Data Visualization Classification Using Simple Convolutional Neural Network Model

Authors

  • Filip Bajić University Computing Centre (SRCE)
  • Josip Job Faculty of Electrical Engineering, Computer Science and Information Technology
  • Krešimir Nenadić Faculty of Electrical Engineering, Computer Science and Information Technology

DOI:

https://doi.org/10.32985/ijeces.11.1.5

Keywords:

data visualization, chart image classification, convolutional neural networks, computational modeling, chart recognition

Abstract

Data visualization is developed from the need to display a vast quantity of information more transparently. Data visualization often incorporates important information that is not listed anywhere in the document and enables the reader to discover significant data and save it in longer-term memory.
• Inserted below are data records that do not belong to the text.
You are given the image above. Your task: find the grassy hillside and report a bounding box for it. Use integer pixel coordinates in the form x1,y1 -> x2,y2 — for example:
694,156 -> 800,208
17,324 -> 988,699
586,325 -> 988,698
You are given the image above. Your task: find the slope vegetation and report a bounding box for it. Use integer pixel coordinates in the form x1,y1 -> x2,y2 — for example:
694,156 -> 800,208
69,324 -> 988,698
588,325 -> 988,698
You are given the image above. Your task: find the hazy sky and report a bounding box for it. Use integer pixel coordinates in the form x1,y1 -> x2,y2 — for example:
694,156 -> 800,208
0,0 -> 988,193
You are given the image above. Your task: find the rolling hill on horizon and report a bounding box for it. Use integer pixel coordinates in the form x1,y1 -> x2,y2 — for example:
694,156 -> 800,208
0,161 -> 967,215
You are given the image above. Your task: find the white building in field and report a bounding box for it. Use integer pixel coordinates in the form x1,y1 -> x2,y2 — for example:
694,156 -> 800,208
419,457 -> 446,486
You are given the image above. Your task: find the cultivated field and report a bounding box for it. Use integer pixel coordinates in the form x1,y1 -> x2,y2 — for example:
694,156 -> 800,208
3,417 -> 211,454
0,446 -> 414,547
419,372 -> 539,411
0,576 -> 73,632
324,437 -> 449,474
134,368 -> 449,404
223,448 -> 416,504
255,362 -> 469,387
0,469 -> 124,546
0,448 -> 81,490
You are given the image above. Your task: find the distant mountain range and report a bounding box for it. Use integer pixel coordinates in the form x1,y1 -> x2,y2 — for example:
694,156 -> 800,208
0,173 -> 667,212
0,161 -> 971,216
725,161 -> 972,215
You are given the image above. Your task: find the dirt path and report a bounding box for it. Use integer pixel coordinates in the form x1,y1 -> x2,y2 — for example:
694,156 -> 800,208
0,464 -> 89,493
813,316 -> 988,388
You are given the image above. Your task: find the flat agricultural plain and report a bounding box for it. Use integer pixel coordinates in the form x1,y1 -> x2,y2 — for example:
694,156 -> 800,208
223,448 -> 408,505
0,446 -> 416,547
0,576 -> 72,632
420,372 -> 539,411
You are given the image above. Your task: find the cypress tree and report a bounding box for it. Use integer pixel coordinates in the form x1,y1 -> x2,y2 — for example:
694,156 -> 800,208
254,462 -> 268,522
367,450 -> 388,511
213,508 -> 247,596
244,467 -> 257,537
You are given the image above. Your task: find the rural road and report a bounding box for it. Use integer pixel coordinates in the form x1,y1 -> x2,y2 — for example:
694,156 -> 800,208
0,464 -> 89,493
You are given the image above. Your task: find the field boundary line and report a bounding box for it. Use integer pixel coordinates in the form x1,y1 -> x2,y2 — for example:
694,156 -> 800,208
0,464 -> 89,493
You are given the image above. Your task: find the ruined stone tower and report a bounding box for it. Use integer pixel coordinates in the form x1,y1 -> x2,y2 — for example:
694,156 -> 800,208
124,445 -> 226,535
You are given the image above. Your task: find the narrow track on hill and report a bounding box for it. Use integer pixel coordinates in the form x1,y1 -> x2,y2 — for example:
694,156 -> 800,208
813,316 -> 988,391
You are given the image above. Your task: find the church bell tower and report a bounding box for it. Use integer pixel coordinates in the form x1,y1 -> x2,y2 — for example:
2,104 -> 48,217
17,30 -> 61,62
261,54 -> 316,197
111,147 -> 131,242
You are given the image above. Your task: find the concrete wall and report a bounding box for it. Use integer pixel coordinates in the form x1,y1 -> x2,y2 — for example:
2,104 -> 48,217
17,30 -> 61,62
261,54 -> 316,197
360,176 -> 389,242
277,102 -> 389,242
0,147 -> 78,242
On the other hand, Internet search engines have difficulty processing data visualization and connecting visualization and the request submitted by the user. With the use of data visualization, all blind individuals and individuals with impaired vision are left out. This article utilizes machine learning to classify data visualizations into 10 classes. Tested model is trained four times on the dataset which is preprocessed through four stages. Achieved accuracy of 89 % is comparable to other methods’ results. It is showed that image processing can impact results, i.e. increasing or decreasing level of details in image impacts on average classification accuracy significantly.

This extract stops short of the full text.